Monday, Jan. 11, 1943

New Army

Joseph Stalin sent a new Red Army into battle this winter. Moscow communiques and dispatches, making this fact plain last week, also told more about the Red Army's command and methods than the outer world had ever known before.

Zhukov for Timoshenko. The vast reserves of men and weapons available for the Red Army's winter offensives (see p. 23) showed that the retreats of last summer and fall had been triumphs of military thrift. Stalin and the Red Army Command had sacrificed Russian cities, resources and territory rather than risk the Soviet reserves. But there was evidence that not all of the retreats were planned that way.

Commanders who failed have been relieved or shot. The Army's own Red Star has repeatedly complained that the Germans still outgeneraled the Russians. Last week Moscow announced that one of its famous generals--Marshal Semion Timoshenko (TIME, July 22), commander on the southern front when the Germans broke through and drove to Stalingrad--had been replaced.

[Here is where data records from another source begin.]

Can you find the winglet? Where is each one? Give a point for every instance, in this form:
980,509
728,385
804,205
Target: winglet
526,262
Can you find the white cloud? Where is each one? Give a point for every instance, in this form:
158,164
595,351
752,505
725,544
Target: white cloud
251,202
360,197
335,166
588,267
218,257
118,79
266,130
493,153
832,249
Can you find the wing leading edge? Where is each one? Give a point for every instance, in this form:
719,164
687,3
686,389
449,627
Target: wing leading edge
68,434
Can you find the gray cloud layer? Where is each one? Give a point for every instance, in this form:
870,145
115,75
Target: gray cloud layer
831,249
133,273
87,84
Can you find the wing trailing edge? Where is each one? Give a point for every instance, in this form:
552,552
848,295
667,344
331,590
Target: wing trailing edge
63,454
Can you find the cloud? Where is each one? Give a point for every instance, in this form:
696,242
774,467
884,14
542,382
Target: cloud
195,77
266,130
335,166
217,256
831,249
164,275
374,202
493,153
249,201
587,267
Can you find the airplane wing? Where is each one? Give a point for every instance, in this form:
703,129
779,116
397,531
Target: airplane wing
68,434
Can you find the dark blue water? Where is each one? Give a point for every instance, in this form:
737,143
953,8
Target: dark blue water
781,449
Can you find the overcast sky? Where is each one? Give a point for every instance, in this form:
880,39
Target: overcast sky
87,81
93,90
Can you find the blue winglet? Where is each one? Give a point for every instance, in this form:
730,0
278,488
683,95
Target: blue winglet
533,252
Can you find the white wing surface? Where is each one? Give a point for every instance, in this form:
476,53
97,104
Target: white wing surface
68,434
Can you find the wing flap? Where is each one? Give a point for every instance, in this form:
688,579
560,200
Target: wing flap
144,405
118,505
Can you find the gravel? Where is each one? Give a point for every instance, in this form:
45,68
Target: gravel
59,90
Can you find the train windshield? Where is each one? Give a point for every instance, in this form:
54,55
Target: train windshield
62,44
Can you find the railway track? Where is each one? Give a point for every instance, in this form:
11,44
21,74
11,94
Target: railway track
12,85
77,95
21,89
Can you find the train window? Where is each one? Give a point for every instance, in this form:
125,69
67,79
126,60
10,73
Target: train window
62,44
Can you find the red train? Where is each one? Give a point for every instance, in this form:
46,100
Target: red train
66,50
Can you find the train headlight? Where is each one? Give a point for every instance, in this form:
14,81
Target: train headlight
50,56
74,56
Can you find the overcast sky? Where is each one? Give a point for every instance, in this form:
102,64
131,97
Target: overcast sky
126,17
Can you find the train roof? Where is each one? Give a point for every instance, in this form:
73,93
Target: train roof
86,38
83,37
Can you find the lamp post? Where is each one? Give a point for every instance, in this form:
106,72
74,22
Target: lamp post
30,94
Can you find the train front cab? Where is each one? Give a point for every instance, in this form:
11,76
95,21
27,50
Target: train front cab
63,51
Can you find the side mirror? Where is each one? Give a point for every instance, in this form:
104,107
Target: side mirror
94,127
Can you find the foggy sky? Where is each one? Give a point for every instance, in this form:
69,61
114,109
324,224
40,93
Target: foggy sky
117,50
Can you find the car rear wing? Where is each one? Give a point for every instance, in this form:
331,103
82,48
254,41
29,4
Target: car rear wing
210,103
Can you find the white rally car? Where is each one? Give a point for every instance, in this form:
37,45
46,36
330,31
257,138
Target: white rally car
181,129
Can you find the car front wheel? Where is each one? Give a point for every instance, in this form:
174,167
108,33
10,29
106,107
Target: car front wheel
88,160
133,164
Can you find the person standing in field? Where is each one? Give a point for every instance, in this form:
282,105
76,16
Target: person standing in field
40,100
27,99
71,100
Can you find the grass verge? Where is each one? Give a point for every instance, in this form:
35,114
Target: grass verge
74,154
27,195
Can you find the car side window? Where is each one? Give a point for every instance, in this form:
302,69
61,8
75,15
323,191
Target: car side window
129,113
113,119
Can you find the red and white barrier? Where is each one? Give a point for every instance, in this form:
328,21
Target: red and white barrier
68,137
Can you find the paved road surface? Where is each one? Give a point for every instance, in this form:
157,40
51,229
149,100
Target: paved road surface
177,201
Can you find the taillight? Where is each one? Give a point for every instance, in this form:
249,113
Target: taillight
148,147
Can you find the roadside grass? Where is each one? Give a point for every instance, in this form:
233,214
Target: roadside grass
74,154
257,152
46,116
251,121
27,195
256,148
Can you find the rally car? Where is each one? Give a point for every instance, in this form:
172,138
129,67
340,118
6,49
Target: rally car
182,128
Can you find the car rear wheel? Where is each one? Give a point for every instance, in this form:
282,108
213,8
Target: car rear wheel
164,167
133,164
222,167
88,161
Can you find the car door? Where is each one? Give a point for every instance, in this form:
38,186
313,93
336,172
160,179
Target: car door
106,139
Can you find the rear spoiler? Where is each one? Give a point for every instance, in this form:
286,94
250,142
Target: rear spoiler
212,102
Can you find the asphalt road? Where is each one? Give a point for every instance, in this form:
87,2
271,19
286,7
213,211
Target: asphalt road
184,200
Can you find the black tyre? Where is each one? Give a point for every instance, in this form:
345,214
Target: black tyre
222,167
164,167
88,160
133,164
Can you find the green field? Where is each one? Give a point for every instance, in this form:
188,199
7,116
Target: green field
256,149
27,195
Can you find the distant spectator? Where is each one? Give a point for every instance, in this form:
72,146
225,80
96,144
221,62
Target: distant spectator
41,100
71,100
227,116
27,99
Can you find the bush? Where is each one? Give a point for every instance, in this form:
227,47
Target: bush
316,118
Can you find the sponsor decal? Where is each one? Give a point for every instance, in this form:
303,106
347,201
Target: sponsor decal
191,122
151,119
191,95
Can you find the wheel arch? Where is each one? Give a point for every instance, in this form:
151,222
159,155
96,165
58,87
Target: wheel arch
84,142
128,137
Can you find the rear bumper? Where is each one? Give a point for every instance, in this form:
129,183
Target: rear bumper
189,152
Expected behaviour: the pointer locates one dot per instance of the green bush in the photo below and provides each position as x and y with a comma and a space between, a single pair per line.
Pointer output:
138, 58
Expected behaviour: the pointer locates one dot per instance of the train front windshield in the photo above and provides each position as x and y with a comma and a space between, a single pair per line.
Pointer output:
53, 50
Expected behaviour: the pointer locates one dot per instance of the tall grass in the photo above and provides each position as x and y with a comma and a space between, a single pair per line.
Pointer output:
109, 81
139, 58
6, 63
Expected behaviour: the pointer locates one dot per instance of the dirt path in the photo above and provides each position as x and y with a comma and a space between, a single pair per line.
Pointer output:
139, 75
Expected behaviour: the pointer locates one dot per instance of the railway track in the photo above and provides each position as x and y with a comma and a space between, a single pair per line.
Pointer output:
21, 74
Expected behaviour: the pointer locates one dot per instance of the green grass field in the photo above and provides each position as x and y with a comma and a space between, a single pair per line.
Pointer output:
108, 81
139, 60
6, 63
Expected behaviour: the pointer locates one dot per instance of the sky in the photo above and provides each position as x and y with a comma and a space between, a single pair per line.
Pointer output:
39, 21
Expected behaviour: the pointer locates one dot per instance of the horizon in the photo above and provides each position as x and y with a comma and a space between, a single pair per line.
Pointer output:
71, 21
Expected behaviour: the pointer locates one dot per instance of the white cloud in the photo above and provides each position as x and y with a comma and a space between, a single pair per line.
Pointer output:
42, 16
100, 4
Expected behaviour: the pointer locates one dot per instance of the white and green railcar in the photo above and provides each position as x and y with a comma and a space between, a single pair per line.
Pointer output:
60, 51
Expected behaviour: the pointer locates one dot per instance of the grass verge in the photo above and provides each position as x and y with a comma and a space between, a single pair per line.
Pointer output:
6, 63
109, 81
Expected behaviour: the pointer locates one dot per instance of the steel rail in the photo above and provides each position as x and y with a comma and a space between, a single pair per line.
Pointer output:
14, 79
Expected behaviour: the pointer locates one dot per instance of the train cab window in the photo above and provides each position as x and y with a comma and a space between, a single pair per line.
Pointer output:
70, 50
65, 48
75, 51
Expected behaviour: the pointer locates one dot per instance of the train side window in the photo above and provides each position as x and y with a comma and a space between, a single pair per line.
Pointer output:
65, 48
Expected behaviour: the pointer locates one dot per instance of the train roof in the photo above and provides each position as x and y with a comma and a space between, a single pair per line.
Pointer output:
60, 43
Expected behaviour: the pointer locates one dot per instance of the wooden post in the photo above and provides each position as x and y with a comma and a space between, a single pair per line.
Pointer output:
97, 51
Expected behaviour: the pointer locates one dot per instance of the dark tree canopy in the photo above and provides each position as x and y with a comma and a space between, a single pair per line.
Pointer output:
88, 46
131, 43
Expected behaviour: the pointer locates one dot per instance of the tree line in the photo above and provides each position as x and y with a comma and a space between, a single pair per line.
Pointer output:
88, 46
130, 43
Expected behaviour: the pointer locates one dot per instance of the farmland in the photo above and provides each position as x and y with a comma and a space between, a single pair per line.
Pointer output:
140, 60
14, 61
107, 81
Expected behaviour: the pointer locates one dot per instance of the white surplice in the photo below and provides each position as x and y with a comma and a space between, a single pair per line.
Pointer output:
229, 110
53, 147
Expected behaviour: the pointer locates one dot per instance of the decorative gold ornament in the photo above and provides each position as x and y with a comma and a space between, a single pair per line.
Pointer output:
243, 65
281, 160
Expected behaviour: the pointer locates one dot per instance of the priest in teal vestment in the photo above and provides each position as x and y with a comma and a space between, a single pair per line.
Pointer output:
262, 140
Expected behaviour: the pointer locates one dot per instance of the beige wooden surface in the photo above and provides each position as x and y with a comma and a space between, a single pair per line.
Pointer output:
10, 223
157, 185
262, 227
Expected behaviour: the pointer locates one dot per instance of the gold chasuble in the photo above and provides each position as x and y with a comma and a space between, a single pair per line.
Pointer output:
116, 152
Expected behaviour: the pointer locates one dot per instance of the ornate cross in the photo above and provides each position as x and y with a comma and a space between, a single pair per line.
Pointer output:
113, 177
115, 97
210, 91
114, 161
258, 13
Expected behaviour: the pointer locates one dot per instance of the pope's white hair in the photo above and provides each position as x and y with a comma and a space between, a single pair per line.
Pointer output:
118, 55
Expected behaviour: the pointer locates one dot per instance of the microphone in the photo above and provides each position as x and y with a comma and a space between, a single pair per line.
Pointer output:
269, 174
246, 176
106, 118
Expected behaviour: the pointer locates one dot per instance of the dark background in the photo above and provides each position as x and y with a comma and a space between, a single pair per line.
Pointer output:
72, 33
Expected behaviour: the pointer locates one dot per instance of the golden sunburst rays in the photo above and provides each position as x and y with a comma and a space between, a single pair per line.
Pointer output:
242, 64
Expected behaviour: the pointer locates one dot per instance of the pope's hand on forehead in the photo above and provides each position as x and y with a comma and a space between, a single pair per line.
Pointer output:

In his stead, directing the Red Army's counteroffensives to relieve Stalingrad, was aggressive, 48-year-old Army General Gregory Zhukov, who also had much to do with planning the offensive on the central front (TIME, Dec. 14). London reported that Marshal Timoshenko was still in high favor, helping Stalin prepare a final blow against the Germans. But, in a unique communique, Moscow announced a long list of generals who had distinguished themselves this winter and the name of Timoshenko did not appear among them. This unprecedented list personalized the Red Army with new names, new faces (see cuts) like those of the Don commander, Lieut. General K. Rokossovsky, and Lieut. General M. M. Popov, one of ten officers whose troops "particularly distinguished themselves."

The Big Shots. The Supreme Command of the Red Army not only plans Soviet campaigns, but directs their execution. Its representatives have responsibility for "general leadership" of the field commanders. Listed first among these representatives was General Zhukov (with Colonel Generals Alexander Vassilevsky and N. N. Voronov). Soviet airmen also have full representation on the Supreme

Command: Lieut. Generals of Aviation Novikov and Talaleyev directed the Red Air Force in the southern offensives.

Motomechanizirovannyia. Last week the full extent of a tank revolution in the Red Army could be seen.

Stalin's honors list included no less than ten tank leaders with ranks indicating that they commanded armored corps and armored armies. Previously the biggest tank organizations in the Red Army were brigades, and these usually were broken up for auxiliary service with infantry.

The new army's motomechanizirovannyia chasti (motorized, tank and mechanized units) also include light, self-propelled 45-mm. guns, slightly larger than those on U.S. light tanks, and bigger (76-mm.) mobile field guns to blast heavily defended enemy points before the tanks attack.

Three of the new corps received the highest honor the Red Army can give its units. They were designated "Guards Corps," entitled to the extra pay of Russia's elite troops.